Drawdown Forex Trading and Stop Loss are the two parameters that should always be kept in mind when trading Forex because these factors clearly indicate the risk associated with your open trades. Let’s first understand one by one that what these concepts are.
What Is Drawdown Forex Meaning
Losing and earning are the two sides of same coin that means if one comes up the other goes down and when the other comes up the previous one goes down. In simple words, if a trader is losing in one trade then he cannot earn in that trade and if he is earning in one trade then he cannot lose in that trade. So the difference between the percent lost and the percent needed to gain to bring the investment amount back to the original position is the Drawdown. For example, if your investment amount was $10,000 and you lost $5,000 so now you need gain of $5,000 to bring your investment back to $10,000. Now look at these figures in percentage. Your investment was $10,000 and you lost $5,000 so the percent lost that suffered was 50%. Now the question is how much gain you need to bring your remaining investment back to original. If your answer is 50% then it is wrong because 50% of $5,000 is only $2,500 and that would amount to only $7,500 and you are still behind $2,500 from your initial investment. So the right answer is 100%. 100% of $5,000 is $5,000 that would bring your remaining investment back to the original position. This shows that if you have lost 50% of your investment in this case then you need 100% gain to restore the financial position of your account to the original position. The difference between the 100% gain and 50% loss is 50% so your Drawdown is 50%. This is the concept of Drawdown.

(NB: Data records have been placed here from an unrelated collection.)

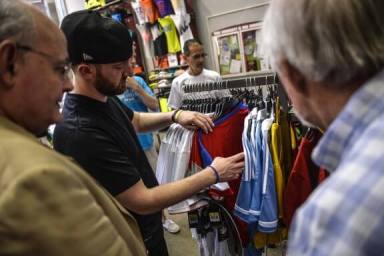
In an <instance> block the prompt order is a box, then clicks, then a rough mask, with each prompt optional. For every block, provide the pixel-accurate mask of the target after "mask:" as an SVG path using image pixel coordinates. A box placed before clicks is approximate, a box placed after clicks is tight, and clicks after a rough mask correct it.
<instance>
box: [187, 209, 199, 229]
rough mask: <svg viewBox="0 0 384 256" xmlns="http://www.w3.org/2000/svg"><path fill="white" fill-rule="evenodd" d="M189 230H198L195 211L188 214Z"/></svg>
mask: <svg viewBox="0 0 384 256" xmlns="http://www.w3.org/2000/svg"><path fill="white" fill-rule="evenodd" d="M188 223H189V228H198V226H199V225H198V224H199V215H198V212H197V211H192V212H188Z"/></svg>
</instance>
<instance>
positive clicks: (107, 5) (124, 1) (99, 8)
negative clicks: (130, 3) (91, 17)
mask: <svg viewBox="0 0 384 256" xmlns="http://www.w3.org/2000/svg"><path fill="white" fill-rule="evenodd" d="M127 2H130V0H115V1H112V2H109V3H107V4H105V5H103V6H100V7H96V8H93V9H92V10H93V11H96V12H98V11H102V10H104V9H107V8H109V7H110V6H112V5H118V4H121V3H127Z"/></svg>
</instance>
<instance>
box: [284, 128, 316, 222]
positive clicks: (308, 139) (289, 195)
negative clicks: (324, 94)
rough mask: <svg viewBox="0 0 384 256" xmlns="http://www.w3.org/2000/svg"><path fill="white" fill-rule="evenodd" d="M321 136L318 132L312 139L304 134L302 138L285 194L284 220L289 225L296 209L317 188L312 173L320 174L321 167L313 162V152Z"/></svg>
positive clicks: (292, 217) (296, 209)
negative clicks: (319, 169) (319, 167)
mask: <svg viewBox="0 0 384 256" xmlns="http://www.w3.org/2000/svg"><path fill="white" fill-rule="evenodd" d="M320 137H321V135H320V133H319V132H318V133H316V134H315V136H313V138H312V139H311V140H310V139H308V138H307V136H304V137H303V138H302V140H301V143H300V147H299V151H298V153H297V156H296V159H295V162H294V164H293V168H292V171H291V175H290V176H289V178H288V183H287V187H286V190H285V195H284V202H283V206H284V222H285V224H286V225H287V226H290V224H291V221H292V218H293V215H294V214H295V212H296V210H297V209H298V208H299V207H300V206H301V205H302V204H303V203H304V202H305V200H307V198H308V197H309V195H310V194H311V193H312V191H313V190H314V189H315V186H313V184H312V183H313V181H311V177H310V176H311V175H310V173H312V174H314V173H317V174H319V167H317V166H316V165H315V164H314V163H313V161H312V159H311V153H312V151H313V148H314V147H315V146H316V144H317V142H318V141H319V139H320ZM313 176H316V175H313Z"/></svg>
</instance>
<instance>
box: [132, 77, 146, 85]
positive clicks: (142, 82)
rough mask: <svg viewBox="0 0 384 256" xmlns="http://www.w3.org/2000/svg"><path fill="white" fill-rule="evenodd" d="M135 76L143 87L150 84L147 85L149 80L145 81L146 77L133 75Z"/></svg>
mask: <svg viewBox="0 0 384 256" xmlns="http://www.w3.org/2000/svg"><path fill="white" fill-rule="evenodd" d="M133 78H134V79H135V80H136V82H138V83H139V85H140V86H141V87H143V86H148V85H147V82H145V80H144V78H142V77H141V76H133Z"/></svg>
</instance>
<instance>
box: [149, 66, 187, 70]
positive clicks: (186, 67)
mask: <svg viewBox="0 0 384 256" xmlns="http://www.w3.org/2000/svg"><path fill="white" fill-rule="evenodd" d="M187 67H188V65H178V66H173V67H167V68H155V69H154V70H153V71H161V70H170V69H178V68H187Z"/></svg>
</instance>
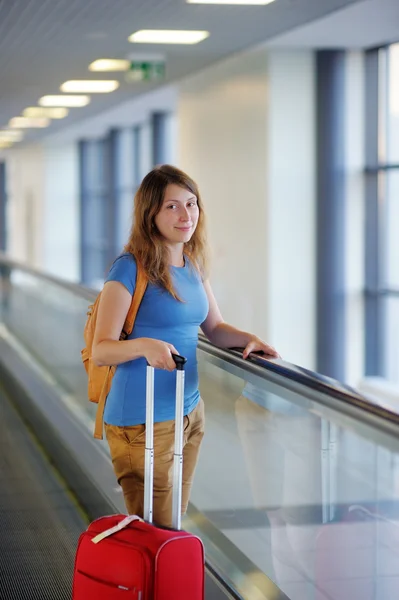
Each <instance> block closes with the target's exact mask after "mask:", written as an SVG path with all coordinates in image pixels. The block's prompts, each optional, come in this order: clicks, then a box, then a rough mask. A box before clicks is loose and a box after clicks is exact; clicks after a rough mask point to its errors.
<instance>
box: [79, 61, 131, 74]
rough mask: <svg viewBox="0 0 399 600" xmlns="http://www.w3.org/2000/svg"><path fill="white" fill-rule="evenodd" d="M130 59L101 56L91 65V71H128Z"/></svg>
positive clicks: (89, 69) (129, 66)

Maximum Drawdown Forex Trading
Maximum Drawdown is the biggest drop of price from peak to bottom in a fixed period of time. Maximum Drawdown is equal to or smaller than the difference of maximum loss and the maximum profit. Maximum Drawdown is used at times when enough observations are not present to calculate volatility. This figure depends on the selected time interval. An example of a Maximum Drawdown can be seen in the figure below.
In the figure above, the difference between the green and red line is the maximum drawdown.
Use of Forex Stop Loss
Stop Loss should be set in every trade you place because in Forex Trading if you have used high leverage in a trade without Stop Loss then a single trade without Stop Loss can eat whole of your initial investment. Without a properly determined Stop Loss you will only see losses. Stop Loss should be used because it is a way to limit your loss if the price of your position starts moving in an unfavorable direction. If the price touches becomes equal to or lower than your Stop Loss then the order will be executed and you will have your money recovered from a losing trade by loosing only a part of it. Setting a Stop Loss is a task that should be performed carefully. You can determine and set stop loss in four ways.
How to determine Stop Loss
The first way is placing Equity Stop Loss. In this method, you can decide an amount that you can afford to loose in one single trade and set Stop Loss accordingly. Placing Stop Loss at 2% of your total investment is a good decision. Chart Stop and Volatility Stop are other methods of determining Stop Loss. These methods involve Fundamental and Technical analysis to determine Stop Loss. The difference between both methods is only that Volatility Stop is more accurate as compared Chart Stop because Volatility Stop also considers the volatility of the market. The last method is Margin Stop according to which it is better to divide your total investment into smaller parts and do trading in parts. Bring the next part only if the previous part is lost.